Come To The Bubble For New Apple Products

Last Friday I went to the Apple store at The Oaks mall in Thousand Oaks.  It was kind of a dumb move, on paper, because that was the day that the new iPad was released.  In typical disgusting capitalist excess fashion, people had lined up at Apple stores all over the country for 30 hours in advance of the release.  I heard – and this is hearsay, so don’t quote ME – that someone in New York was trying to sell his/her place in line for $1,500.  FOR A PLACE IN LINE.

Hello, this isn’t a Cher concert.

I had to visit the Genius Bar because My Precious is dying.  My Precious is my iPhone 3GS, without which I cannot do my thing on the go.  My thing = checking email, consulting Google maps, texting, posting photos to Facebook and Posterous, etc.  Oh, and making phone calls.  Actually it is that last function that is failing – without warning and with no obvious pattern, during a call the phone will make a ghastly static sound that seems unrelated to my location or its battery level or any other factor.   There are client calls and loved ones to be heard, so I couldn’t wait any longer.  So, to the Genius Bar I went.  An Apple employee assured me that since I had an appointment, I would be able to simply go check in and be seen right away, iPad junkies be damned.

My appointment was for 2:30 PM, and I needn’t have worried about the crowds.  I got to the store around 2:15, and saw this:

More Apple Store employees than customers.

Sigh.  I love it here.  Good old suburbia, where people have shit to do so they aren’t camping out in line to get a freaking iPad.

There were signs of a morning rush, however.  When I got to the store I did see a special cart outside that had coffee urns and water bottles and stacks of cups, as if they doled out refreshments to die-hards and the squads of extra employees on hand.  Also, there were several black-clad gentlemen about who were intently staring at everyone.  I caught one’s eye a couple of times, especially after I took photos.

In case you don’t know what the Genius Bar is, allow me:  if you have an Apple product you can make an appointment with a specialist at the Apple store by going online and entering your Apple ID – which you must have if you have an iPhone or an iPad or a Mac computer.  Then you show up at said Apple store and a lovely young gentleman – or woman – will dedicate some time to help you fix your problem.  On this occasion, that help consisted of resetting my iPhone and hoping that fixed it.  Of course, I could have done this by myself at home, but I thought the Genius might have some other solution.

While I waited for my iPhone to reset I got to play a little bit with the new iPad.  (Oh, what, my friend’s website is loaded on there?  What a coincidence!!!)

In the end, my phone was not fixed.  At all.  If you call me, a few minutes into the call your eardrums will start bleeding because of the ghastly static noise that is so loud it can wake the dead.

So I ordered a new one.  It comes on Tuesday.  It’s no iPad, but at least I’ll be able to make some phone calls!

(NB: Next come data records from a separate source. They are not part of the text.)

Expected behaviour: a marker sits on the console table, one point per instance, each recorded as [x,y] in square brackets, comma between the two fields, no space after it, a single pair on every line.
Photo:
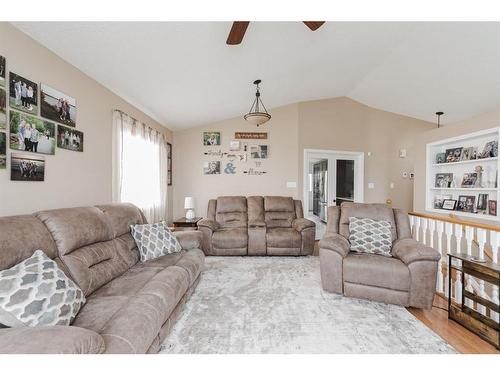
[473,320]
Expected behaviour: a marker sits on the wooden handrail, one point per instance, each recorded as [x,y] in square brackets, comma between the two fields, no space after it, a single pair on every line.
[455,220]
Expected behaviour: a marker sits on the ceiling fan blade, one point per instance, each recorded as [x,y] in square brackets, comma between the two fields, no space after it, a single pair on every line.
[314,25]
[237,32]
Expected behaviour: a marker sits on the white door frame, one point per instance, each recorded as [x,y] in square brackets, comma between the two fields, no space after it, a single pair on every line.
[359,194]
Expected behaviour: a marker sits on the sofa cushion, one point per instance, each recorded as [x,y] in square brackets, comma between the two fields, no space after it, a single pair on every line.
[234,238]
[376,270]
[283,237]
[37,293]
[375,211]
[370,236]
[154,241]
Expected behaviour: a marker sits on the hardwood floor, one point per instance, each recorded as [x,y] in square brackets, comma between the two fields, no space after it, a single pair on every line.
[463,340]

The moral of the story is that if you’re jonesing for a hot new Apple product, get your ass to Thousand Oaks or any other Apple store located at a suburban mall.  Nobody else cares out here.  We have kids to get to school and jobs to get to and spin class to get a ticket for.  We don’t have time for your hipster bullshit, so there will only be one of you in line.


  1. Love it! Makes me want to go to our new Apple store in New Haven and get a phone, or IPad, or something!

  2. My husband bought his brand-new iPad at that same Apple Store on that same day. You probably missed him by just a couple of hours. No lines at all, and well-stocked. The ‘burbs DO gave their advantages!

  3. Kim you crack me up! I have not given my soul to the Apple Revolution yet, but it has more to do with extreme poverty than desire. (Sigh…) But yes, you’re right – we suburbanites have shit to do! (Oh and I ALWAYS pull up my blog when I walk into the Apple store with my kids… but don’t tell anyone!)

  4. Thank you for showing off my site at the Apple store! You’re very, very good to me. 🙂 Not being able to talk to you while I was on my Great Big American Road Trip left me feeling deeply sad, so I look forward to talking to you on Precious 2.0!

  5. Congratulations on your new phone. Maybe new iPad releases are becoming old hat – when the iPad2 came out, I stood in line for hours (in Northridge – you can’t be more suburban than that!) only to have the store run out of the model I wanted by the time I got to the front of the line. Over the next couple of days, I tried again at two other Valley stores. Ended up having to wait two weeks for delivery of one ordered at their website. So here’s some additional advice: if you really, really want to have that new Apple product, don’t even bother with the store. You may not be the first one on your block to play with it, but in the long run you will waste a lot less time.